= Johanna Thorén =

Norwegian official and businesswoman

Johanna Thorén (20 January 1889 – 11 March 1969) was a Norwegian elected official and business owner.

==Biography==
Johanna Iversen was born in Fredrikstad, Norway. She was the daughter of Johan Anton Iversen (1860-1942) and Mina Andresen (1860-1946). She graduated from Telegrafistutdannelse Middelskole in 1905. After training as a telegraphist she was employed by Telegrafverket (now Telenor) until 1912 when she married Birger Alexander Thorén (1886-1923). From 1913, she worked with her husband for the mortuary service, Azora Thoréns Begravelsesbyrå, becoming the firm's sole owner when her husband died of tuberculosis in 1923. She continued to manage the firm until 1962.
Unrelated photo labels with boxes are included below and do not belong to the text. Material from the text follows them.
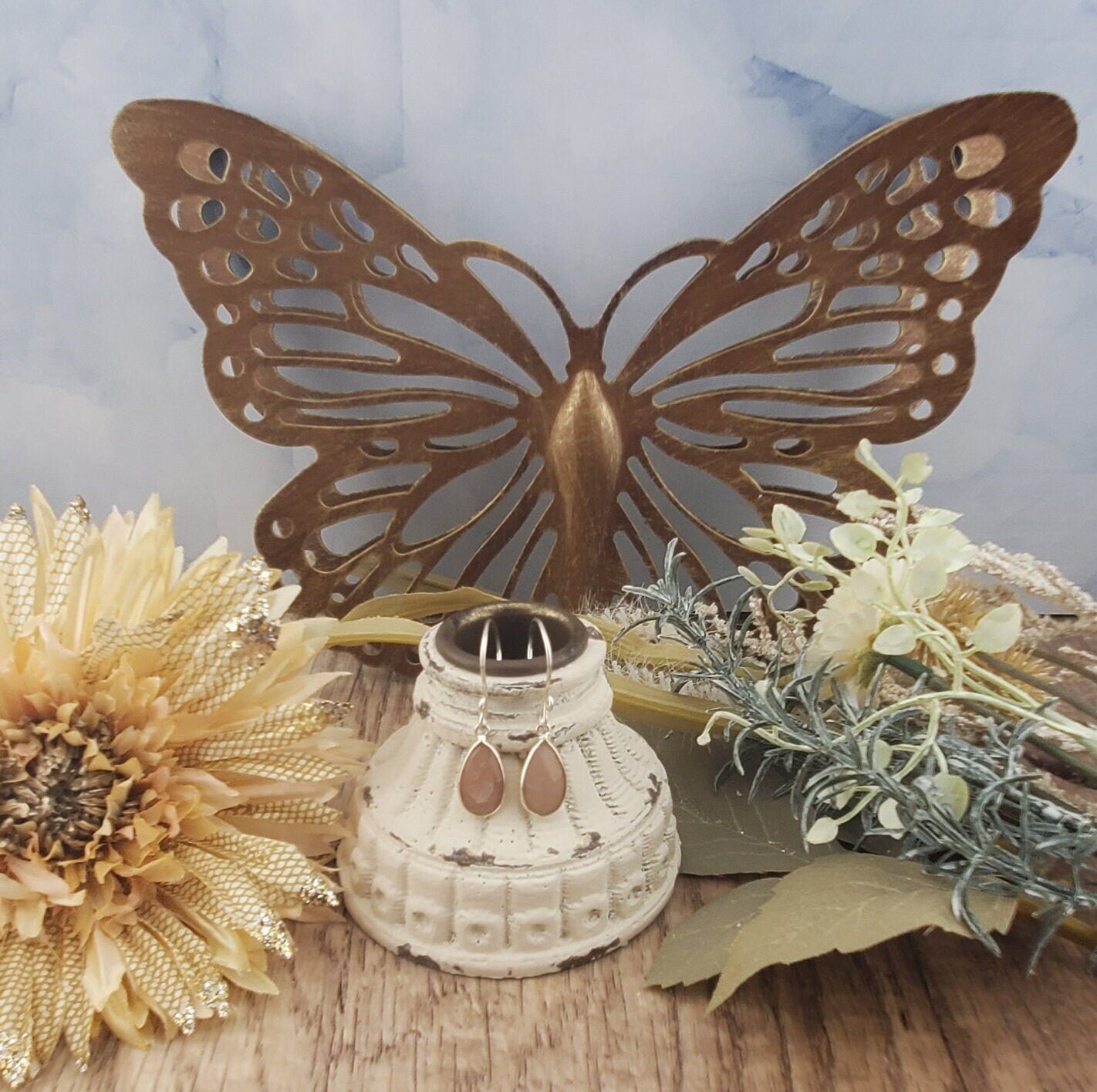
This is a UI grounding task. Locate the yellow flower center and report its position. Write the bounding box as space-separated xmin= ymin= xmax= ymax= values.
xmin=0 ymin=720 xmax=140 ymax=863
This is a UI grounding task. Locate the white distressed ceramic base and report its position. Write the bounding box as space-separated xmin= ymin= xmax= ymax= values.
xmin=339 ymin=618 xmax=680 ymax=978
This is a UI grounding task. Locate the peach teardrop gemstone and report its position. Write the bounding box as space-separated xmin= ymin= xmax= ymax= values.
xmin=457 ymin=739 xmax=504 ymax=817
xmin=522 ymin=739 xmax=567 ymax=816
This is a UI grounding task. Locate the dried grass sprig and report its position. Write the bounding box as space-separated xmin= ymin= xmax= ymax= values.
xmin=626 ymin=544 xmax=1097 ymax=967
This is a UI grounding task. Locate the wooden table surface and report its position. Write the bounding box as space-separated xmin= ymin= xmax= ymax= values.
xmin=29 ymin=653 xmax=1097 ymax=1092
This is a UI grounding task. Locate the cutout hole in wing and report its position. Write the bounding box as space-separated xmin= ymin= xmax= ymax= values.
xmin=925 ymin=242 xmax=978 ymax=284
xmin=800 ymin=193 xmax=849 ymax=242
xmin=424 ymin=416 xmax=518 ymax=452
xmin=331 ymin=201 xmax=374 ymax=242
xmin=332 ymin=463 xmax=430 ymax=501
xmin=240 ymin=162 xmax=293 ymax=208
xmin=627 ymin=453 xmax=754 ymax=605
xmin=465 ymin=257 xmax=570 ymax=379
xmin=640 ymin=436 xmax=754 ymax=538
xmin=603 ymin=254 xmax=705 ymax=382
xmin=320 ymin=511 xmax=393 ymax=557
xmin=301 ymin=400 xmax=450 ymax=422
xmin=652 ymin=362 xmax=895 ymax=416
xmin=201 ymin=247 xmax=251 ymax=286
xmin=176 ymin=140 xmax=228 ymax=182
xmin=735 ymin=242 xmax=777 ymax=281
xmin=481 ymin=491 xmax=556 ymax=598
xmin=270 ymin=322 xmax=400 ymax=362
xmin=275 ymin=357 xmax=518 ymax=407
xmin=613 ymin=524 xmax=652 ymax=585
xmin=400 ymin=439 xmax=530 ymax=546
xmin=169 ymin=194 xmax=225 ymax=231
xmin=655 ymin=416 xmax=749 ymax=452
xmin=275 ymin=254 xmax=317 ymax=283
xmin=359 ymin=284 xmax=541 ymax=393
xmin=743 ymin=463 xmax=838 ymax=507
xmin=289 ymin=163 xmax=322 ymax=197
xmin=268 ymin=288 xmax=346 ymax=318
xmin=895 ymin=201 xmax=941 ymax=241
xmin=827 ymin=284 xmax=903 ymax=315
xmin=723 ymin=399 xmax=894 ymax=420
xmin=774 ymin=322 xmax=902 ymax=361
xmin=236 ymin=208 xmax=282 ymax=242
xmin=832 ymin=216 xmax=879 ymax=250
xmin=956 ymin=190 xmax=1014 ymax=227
xmin=299 ymin=221 xmax=343 ymax=253
xmin=857 ymin=159 xmax=887 ymax=193
xmin=631 ymin=284 xmax=811 ymax=395
xmin=398 ymin=242 xmax=437 ymax=284
xmin=618 ymin=493 xmax=667 ymax=583
xmin=434 ymin=456 xmax=551 ymax=591
xmin=886 ymin=156 xmax=940 ymax=205
xmin=951 ymin=133 xmax=1006 ymax=179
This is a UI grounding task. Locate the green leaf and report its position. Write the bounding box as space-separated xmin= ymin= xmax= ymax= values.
xmin=804 ymin=816 xmax=838 ymax=845
xmin=645 ymin=876 xmax=777 ymax=989
xmin=916 ymin=507 xmax=961 ymax=527
xmin=637 ymin=727 xmax=842 ymax=876
xmin=770 ymin=504 xmax=808 ymax=543
xmin=872 ymin=622 xmax=918 ymax=656
xmin=899 ymin=452 xmax=933 ymax=486
xmin=837 ymin=489 xmax=879 ymax=520
xmin=830 ymin=523 xmax=881 ymax=565
xmin=908 ymin=554 xmax=949 ymax=598
xmin=933 ymin=774 xmax=970 ymax=819
xmin=709 ymin=853 xmax=1017 ymax=1012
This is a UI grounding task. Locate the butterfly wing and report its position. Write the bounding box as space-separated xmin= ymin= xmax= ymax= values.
xmin=601 ymin=93 xmax=1075 ymax=583
xmin=113 ymin=99 xmax=574 ymax=614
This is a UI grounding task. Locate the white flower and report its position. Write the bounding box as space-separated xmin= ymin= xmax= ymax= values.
xmin=970 ymin=603 xmax=1022 ymax=652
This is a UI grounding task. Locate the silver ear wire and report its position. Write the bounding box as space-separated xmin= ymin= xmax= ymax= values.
xmin=519 ymin=616 xmax=567 ymax=817
xmin=457 ymin=618 xmax=506 ymax=819
xmin=528 ymin=617 xmax=553 ymax=736
xmin=476 ymin=618 xmax=502 ymax=736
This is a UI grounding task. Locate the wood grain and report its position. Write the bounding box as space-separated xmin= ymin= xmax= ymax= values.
xmin=31 ymin=653 xmax=1097 ymax=1092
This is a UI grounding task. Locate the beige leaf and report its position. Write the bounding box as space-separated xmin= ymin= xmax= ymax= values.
xmin=709 ymin=853 xmax=1017 ymax=1012
xmin=645 ymin=877 xmax=778 ymax=989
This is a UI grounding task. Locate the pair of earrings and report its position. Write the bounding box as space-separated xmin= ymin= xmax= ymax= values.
xmin=457 ymin=618 xmax=567 ymax=819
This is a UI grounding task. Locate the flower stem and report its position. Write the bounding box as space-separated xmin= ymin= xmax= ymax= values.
xmin=884 ymin=656 xmax=1097 ymax=788
xmin=981 ymin=652 xmax=1097 ymax=720
xmin=1028 ymin=648 xmax=1097 ymax=683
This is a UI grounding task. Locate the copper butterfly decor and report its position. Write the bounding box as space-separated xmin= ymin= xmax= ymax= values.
xmin=113 ymin=93 xmax=1075 ymax=614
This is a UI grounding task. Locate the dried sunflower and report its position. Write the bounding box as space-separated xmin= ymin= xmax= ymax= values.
xmin=0 ymin=492 xmax=359 ymax=1084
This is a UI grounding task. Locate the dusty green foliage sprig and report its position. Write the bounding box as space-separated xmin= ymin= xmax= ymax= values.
xmin=626 ymin=543 xmax=1097 ymax=968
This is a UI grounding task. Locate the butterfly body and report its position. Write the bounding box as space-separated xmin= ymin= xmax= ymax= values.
xmin=113 ymin=92 xmax=1075 ymax=614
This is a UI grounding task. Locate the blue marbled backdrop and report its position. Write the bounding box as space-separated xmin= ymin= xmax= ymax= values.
xmin=0 ymin=0 xmax=1097 ymax=588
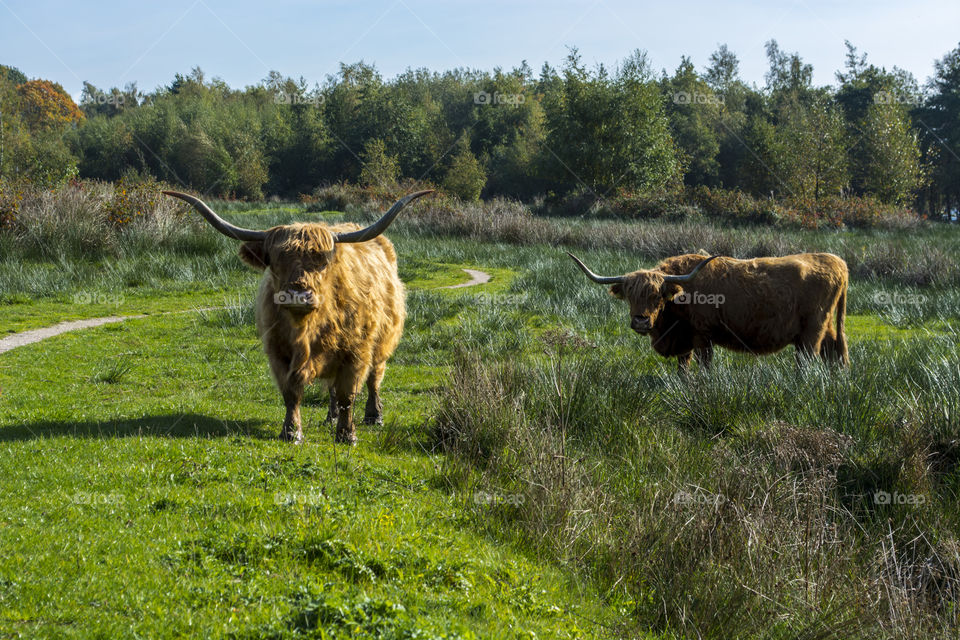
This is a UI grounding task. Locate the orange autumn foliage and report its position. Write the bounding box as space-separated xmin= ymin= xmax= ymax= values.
xmin=17 ymin=80 xmax=84 ymax=129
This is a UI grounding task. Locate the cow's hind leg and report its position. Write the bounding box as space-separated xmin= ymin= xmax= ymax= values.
xmin=794 ymin=319 xmax=826 ymax=367
xmin=693 ymin=338 xmax=713 ymax=371
xmin=363 ymin=362 xmax=387 ymax=424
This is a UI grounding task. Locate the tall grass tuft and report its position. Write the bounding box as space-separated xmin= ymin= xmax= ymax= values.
xmin=433 ymin=332 xmax=960 ymax=638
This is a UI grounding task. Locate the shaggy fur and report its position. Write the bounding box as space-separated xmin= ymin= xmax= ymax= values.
xmin=610 ymin=253 xmax=850 ymax=373
xmin=240 ymin=224 xmax=406 ymax=444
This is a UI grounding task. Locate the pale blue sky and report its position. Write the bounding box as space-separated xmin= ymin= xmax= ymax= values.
xmin=0 ymin=0 xmax=960 ymax=97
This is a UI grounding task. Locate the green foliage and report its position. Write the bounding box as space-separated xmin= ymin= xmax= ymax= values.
xmin=662 ymin=57 xmax=732 ymax=186
xmin=856 ymin=102 xmax=921 ymax=204
xmin=544 ymin=50 xmax=680 ymax=196
xmin=751 ymin=94 xmax=849 ymax=200
xmin=360 ymin=138 xmax=400 ymax=187
xmin=441 ymin=139 xmax=487 ymax=202
xmin=0 ymin=40 xmax=960 ymax=216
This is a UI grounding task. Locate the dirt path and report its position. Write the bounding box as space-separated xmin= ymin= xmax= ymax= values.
xmin=0 ymin=269 xmax=490 ymax=353
xmin=0 ymin=315 xmax=146 ymax=353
She served as a deputy member of Oslo City Council from 1928 to 1937. She as a member of the Norwegian National Women's Council (Norske Kvinners Nasjonalråd) from 1938 to 1954 She was a Member of the Storting representing Oslo from 1945 to 1953 and headed the Norwegian Conservative Party's Women's Association (Høyrekvinners Landsforbund) from 1945 to 1958. Johanna Thorén died during 1969 and was buried at Vår Frelsers gravlund in Oslo.